The FICO credit score is computed from 5 different personal financial history (2 primary and 3 secondary) aspects with varying weightage of importance. These are given below:

Loan Repayment History – 35%
Total Owed Amounts – 30%
Loan Repayment Length – 15%
New Credit – 10%
Types of Credit Used – 10%

The two primary credit history details regarding payment history and total owed amounts contains to more than half of the total percentage. This two are the most crucial determinant of your final FICO score and it is important to pay more attention to them when trying to improve your credit standing. Loan repayment history encompasses all information on your spending, loan and repayment patterns on credit cards, hire purchase installments, home mortgages, personal loans accounts etc. If you have been making regular payments to your debts and loans, you will win points on this aspect. If you have file bankruptcy previously and defaulted on debt repayments, you will score very badly here and at 35% of the overall FICO score, that is why people with any form of bankruptcy will have a low FICO credit standing. The next consideration at 30% of your FICO score is the total amount of debts owed and the amount outstanding. This score will improve as you regularly repay your debts and reduce the amount outstanding. Naturally, if you still owe many creditors a lot of money, you will not have an ideal FICO credit. The loan repayment length (15%) is concerned over when your loan accounts were created and how long they are expected to last. New credit (10%) simply shows the number of recently opened loan accounts and the types of credit used (10%) is an overview factor on your usual sources of financing used so far such as secured debt consolidation loans.

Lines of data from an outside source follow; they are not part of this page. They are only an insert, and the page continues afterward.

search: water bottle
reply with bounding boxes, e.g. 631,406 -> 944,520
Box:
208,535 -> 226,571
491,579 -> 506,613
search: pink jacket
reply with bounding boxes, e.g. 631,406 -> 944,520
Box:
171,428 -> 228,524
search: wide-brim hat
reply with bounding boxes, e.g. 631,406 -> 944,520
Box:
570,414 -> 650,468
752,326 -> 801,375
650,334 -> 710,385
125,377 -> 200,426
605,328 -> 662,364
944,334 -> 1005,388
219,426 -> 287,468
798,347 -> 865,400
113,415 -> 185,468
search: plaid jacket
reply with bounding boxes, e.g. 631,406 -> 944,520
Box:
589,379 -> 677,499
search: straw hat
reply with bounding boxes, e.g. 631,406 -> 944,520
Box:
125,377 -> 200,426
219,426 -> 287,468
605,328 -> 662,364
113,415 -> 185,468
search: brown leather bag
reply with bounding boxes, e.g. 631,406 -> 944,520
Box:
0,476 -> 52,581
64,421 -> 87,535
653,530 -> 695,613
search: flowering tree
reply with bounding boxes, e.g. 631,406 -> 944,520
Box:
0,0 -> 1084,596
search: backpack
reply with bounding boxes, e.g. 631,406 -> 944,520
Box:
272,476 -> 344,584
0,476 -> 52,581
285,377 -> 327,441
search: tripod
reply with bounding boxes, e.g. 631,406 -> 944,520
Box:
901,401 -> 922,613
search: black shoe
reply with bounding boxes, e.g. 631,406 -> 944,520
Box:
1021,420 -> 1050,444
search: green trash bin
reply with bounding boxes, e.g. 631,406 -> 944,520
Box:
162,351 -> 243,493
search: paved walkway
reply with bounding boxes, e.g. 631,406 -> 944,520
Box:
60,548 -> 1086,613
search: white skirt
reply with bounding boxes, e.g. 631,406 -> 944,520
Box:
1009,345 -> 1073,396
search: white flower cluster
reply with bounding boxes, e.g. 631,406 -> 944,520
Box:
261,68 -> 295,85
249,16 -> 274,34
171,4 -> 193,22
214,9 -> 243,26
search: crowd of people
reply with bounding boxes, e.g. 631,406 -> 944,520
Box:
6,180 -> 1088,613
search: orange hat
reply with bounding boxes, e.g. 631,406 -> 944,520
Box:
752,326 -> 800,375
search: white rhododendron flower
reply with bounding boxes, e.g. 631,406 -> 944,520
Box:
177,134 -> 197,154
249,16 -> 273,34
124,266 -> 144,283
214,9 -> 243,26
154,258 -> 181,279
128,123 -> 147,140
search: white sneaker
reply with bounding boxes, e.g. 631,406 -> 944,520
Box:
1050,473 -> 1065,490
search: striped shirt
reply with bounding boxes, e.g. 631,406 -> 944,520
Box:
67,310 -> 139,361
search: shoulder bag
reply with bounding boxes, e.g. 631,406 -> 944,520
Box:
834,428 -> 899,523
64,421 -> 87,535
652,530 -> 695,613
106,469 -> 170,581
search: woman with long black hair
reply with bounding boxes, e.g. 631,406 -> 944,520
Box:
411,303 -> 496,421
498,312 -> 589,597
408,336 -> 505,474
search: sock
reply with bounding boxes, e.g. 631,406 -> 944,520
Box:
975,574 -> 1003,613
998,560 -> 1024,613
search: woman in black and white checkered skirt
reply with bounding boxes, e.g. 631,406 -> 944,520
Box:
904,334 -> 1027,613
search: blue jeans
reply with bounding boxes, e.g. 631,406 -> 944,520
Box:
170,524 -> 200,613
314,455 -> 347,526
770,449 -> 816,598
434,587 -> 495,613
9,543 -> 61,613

The other critical information included in your credit report is your employment information. Although this is not used to compute your FICO score, many banks and loan companies definitely use your employment record to aid their decision in whether to approve your loan application or not.

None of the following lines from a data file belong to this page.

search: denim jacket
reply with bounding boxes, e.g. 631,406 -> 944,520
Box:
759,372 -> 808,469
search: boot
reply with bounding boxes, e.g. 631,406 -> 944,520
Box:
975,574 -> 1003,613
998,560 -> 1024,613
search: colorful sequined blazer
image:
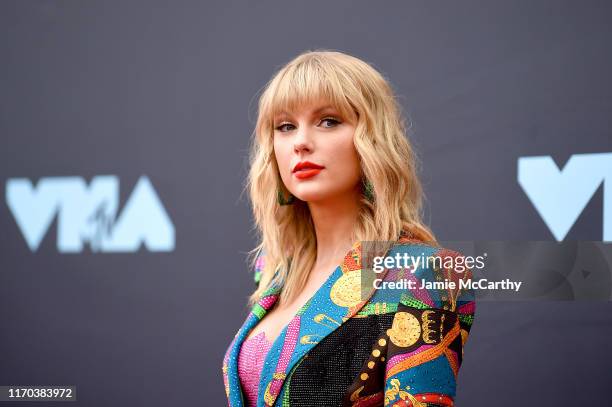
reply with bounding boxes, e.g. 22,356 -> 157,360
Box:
222,237 -> 475,407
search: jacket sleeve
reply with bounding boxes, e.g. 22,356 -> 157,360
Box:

The three major credit-reporting agencies (TransUnion, Experian, Equifax) tracks your credit information separately. These three reports tend to be slightly different and are used to derive the so-called tri-merge credit report used by all banks and loan providers on the eligibility of consumers to apply for mortgages. If you are wondering why there is a need for three separate credit bureaus, that is because credit reporting are prone to mistakes and the chances of all three reports showing an erroneous entry is considerably reduced. Even so, it is still suggested you review your credit reports from TransUnion, Experian, and Equifax every year using the free entitlement granted by the US laws. This gives you the chance to monitor and correct any errors in your FICO scores. For example, when you are in the midst of repairing your credit in order to qualify for a particular low interest mortgage loan, frequently checking your credit reports will help you to immediately get that loan the moment your FICO score crosses the 700 mark.

Maintaining a higher than 700 FICO score will allow you to have access to very favorable mortgage loans, which means savings of over tens of thousand dollars over big purchase items such as houses and cars. If you only have access to loaded mortgage loans with higher interest rates to offset your poor FICO credit worthiness, taking on any long term longs will be a painful decision. It may be cheaper in the long run to quickly repair your FICO credit score before applying for loans even if it brings hiring a credit repair lawyer. Similarly, you should regularly monitor your FICO score since it is a dynamic metric that creditors used to evaluate your future financial trustworthiness.